Understanding FastAI v2 Training with a Computer Vision Example- Part 3: FastAI Learner and Callbacks

Published in

Analytics Vidhya

12 min readOct 20, 2020

Image Source: https://images.app.goo.gl/juHhyxgoGhUPRNY38

This is my third article in this series. This series is aimed at those who are already familiar with FastAI and want to dig a little deeper and understand what is happening behind the scene. In this article, we will use the resnet model built in the first article to understand FastAI Learner & Callbacks. The overall structure of this series is as below:

We will use Google Colab to run our code. You can find the code files for this article here. Let’s get started..!

First, we will quickly recreate our model from the first article.

Let’s create a learner using our model.

Let’s understand the arguments to the Leaner constructor:

dls: The dataloaders object containing training & validation data.
model: The neural network model.
loss_func: The loss function to be used. If no loss function is specified, the default loss function for the data loaders object is used. The dataloader object selects an appropriate loss function based on the type of the target. Here, since we have used a CategoryBlock (see dblock creation above) for our target variable, CrossEntropyLoss is added as the default loss function. FastAI has a good tutorial on creating custom the loss functions here.

opt_func: Function(Callable) used to create the optimizer object. By default an Adam optimizer is added.
lr: Default learning rate.
splitter: A function that takes the model as input and returns a list of parameter groups. The default function ‘trainable_param()’ returns all trainable parameters of the model (parameters for which requires_grad = True) as a single list creating a single parameter group.
cbs: A list of callbacks to customize the training loop. By default, FastAI adds the following callbacks to the learner: TrainEvalCallback, Recorder and ProgressCallback. We will study learner callbacks in details in this article.
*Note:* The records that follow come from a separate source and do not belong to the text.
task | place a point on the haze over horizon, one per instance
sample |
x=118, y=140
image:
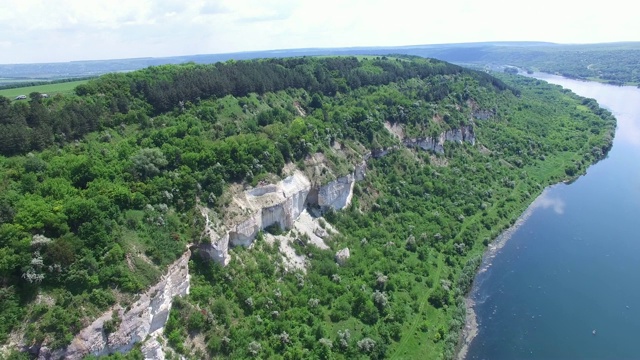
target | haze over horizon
x=36, y=31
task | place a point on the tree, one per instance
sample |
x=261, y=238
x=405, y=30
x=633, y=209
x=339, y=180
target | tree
x=148, y=163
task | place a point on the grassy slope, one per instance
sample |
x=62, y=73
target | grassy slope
x=50, y=89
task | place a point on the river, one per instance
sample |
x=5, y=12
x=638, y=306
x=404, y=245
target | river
x=567, y=283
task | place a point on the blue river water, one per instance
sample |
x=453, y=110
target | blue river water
x=566, y=285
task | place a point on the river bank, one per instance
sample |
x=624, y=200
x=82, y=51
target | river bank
x=565, y=272
x=470, y=329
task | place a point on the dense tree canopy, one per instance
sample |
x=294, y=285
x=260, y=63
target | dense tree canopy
x=98, y=193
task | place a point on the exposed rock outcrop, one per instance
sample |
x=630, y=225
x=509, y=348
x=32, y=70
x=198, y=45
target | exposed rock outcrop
x=436, y=144
x=281, y=203
x=342, y=256
x=143, y=320
x=337, y=194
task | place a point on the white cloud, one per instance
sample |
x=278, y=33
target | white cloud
x=80, y=29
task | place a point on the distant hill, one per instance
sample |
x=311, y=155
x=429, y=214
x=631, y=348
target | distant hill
x=609, y=62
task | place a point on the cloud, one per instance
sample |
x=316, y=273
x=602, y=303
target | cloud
x=78, y=29
x=213, y=8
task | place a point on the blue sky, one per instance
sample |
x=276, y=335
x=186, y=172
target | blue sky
x=65, y=30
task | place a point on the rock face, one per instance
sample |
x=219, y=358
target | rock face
x=145, y=318
x=281, y=203
x=436, y=144
x=342, y=256
x=337, y=194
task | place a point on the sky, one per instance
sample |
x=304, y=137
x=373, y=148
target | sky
x=33, y=31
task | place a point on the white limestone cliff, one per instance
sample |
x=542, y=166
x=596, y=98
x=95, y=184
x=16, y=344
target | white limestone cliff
x=143, y=320
x=436, y=144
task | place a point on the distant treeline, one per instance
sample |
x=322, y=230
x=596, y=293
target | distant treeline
x=30, y=82
x=103, y=102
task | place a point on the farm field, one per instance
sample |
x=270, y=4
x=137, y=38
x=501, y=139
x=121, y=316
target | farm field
x=50, y=89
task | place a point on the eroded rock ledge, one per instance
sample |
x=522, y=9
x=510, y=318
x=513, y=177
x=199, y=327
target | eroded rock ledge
x=282, y=203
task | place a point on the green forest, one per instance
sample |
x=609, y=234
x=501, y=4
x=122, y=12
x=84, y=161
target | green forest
x=615, y=63
x=99, y=192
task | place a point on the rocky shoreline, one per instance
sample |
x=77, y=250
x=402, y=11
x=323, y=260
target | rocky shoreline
x=470, y=329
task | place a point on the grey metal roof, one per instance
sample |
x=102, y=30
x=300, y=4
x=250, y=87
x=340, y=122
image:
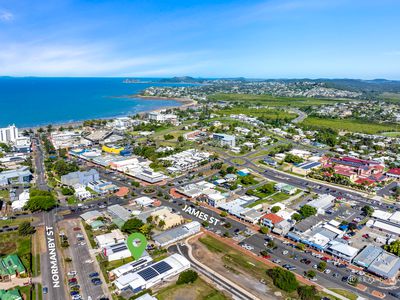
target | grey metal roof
x=386, y=265
x=367, y=255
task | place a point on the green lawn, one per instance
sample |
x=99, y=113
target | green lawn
x=15, y=222
x=236, y=259
x=391, y=134
x=274, y=198
x=268, y=113
x=12, y=242
x=273, y=100
x=26, y=290
x=238, y=161
x=345, y=293
x=106, y=266
x=4, y=194
x=278, y=197
x=259, y=153
x=349, y=125
x=199, y=290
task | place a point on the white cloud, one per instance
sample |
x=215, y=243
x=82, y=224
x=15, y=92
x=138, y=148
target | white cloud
x=25, y=59
x=6, y=16
x=393, y=53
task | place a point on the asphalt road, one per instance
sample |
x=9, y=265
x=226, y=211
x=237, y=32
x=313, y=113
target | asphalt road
x=81, y=264
x=50, y=266
x=183, y=250
x=49, y=262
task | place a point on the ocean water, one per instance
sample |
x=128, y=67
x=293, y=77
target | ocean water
x=33, y=101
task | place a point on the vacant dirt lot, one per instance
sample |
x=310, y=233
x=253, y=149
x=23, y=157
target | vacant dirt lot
x=245, y=280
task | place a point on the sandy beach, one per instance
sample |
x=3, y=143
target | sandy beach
x=185, y=103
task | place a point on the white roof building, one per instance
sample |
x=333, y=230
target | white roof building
x=322, y=203
x=114, y=237
x=21, y=202
x=144, y=201
x=153, y=274
x=382, y=215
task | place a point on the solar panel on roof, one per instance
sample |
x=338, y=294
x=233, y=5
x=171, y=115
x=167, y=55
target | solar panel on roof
x=122, y=248
x=162, y=267
x=147, y=273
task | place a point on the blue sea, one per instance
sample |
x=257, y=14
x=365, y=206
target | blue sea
x=35, y=101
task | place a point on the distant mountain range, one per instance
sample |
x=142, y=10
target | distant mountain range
x=358, y=85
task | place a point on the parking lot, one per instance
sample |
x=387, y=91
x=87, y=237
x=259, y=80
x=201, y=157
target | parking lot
x=83, y=263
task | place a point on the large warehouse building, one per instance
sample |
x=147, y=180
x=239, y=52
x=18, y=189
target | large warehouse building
x=153, y=274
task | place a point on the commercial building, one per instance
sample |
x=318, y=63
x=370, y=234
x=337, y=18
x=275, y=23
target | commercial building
x=131, y=267
x=194, y=190
x=285, y=188
x=91, y=216
x=378, y=261
x=323, y=203
x=80, y=177
x=23, y=198
x=118, y=214
x=102, y=187
x=357, y=170
x=306, y=167
x=21, y=175
x=176, y=234
x=68, y=139
x=270, y=220
x=225, y=139
x=11, y=267
x=153, y=274
x=112, y=149
x=342, y=250
x=283, y=227
x=81, y=192
x=394, y=173
x=8, y=135
x=114, y=237
x=144, y=201
x=160, y=117
x=116, y=251
x=186, y=160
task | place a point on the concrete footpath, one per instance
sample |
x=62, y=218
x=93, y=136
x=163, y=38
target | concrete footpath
x=269, y=263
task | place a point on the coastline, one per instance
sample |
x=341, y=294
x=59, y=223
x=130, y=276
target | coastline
x=184, y=104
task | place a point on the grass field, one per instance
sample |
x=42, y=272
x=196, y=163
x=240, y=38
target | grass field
x=26, y=290
x=198, y=290
x=272, y=100
x=4, y=194
x=390, y=97
x=349, y=125
x=259, y=153
x=274, y=198
x=12, y=242
x=345, y=293
x=15, y=222
x=236, y=259
x=268, y=113
x=391, y=134
x=238, y=161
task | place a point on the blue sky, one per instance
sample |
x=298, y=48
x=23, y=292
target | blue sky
x=258, y=39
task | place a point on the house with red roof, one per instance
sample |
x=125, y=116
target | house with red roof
x=394, y=173
x=360, y=171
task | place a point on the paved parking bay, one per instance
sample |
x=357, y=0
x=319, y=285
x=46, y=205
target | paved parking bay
x=81, y=262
metrics: An optional list of metrics, that can be either functions or an object of FastAI Metric class. No metrics are selected by default.

path & model_dir: path and model_dir are used to save and/or load models.
wd: Default weight decay used.
moms: Default momentum used in learn.fit_one_cycle() method.
wd_bn_bias: Controls if weight decay is applied to batchnorm type layers & bias parameters. Default behavior is not to apply wd for these layers.
train_bn: Controls if batchnorm type layers are to be trained even if they belong to the frozen part of the model. The default behavior is to train batchnorm type layers.

FastAI Training Loop

We will use the learn.fit() method to study the FastAI training loop. Let’s train our model for 1 epoch for a reference.

Let’s look at the arguments for learn.fit() method.

The learn.fit() method accepts the following arguments:

n_epoch: the number of epochs for which the model must be trained
lr & wd: the learning rate & weight decay to be used by the optimizer
cbs: Any additional callback to be added to the learner for the fit operations. Note that this in addition to the callbacks added with the learner constructor. These callbacks will be removed from the learner object after the fit() operation.
reset_opt: A Boolean flag to indicate if the optimizer associated with learner object needs to be reset.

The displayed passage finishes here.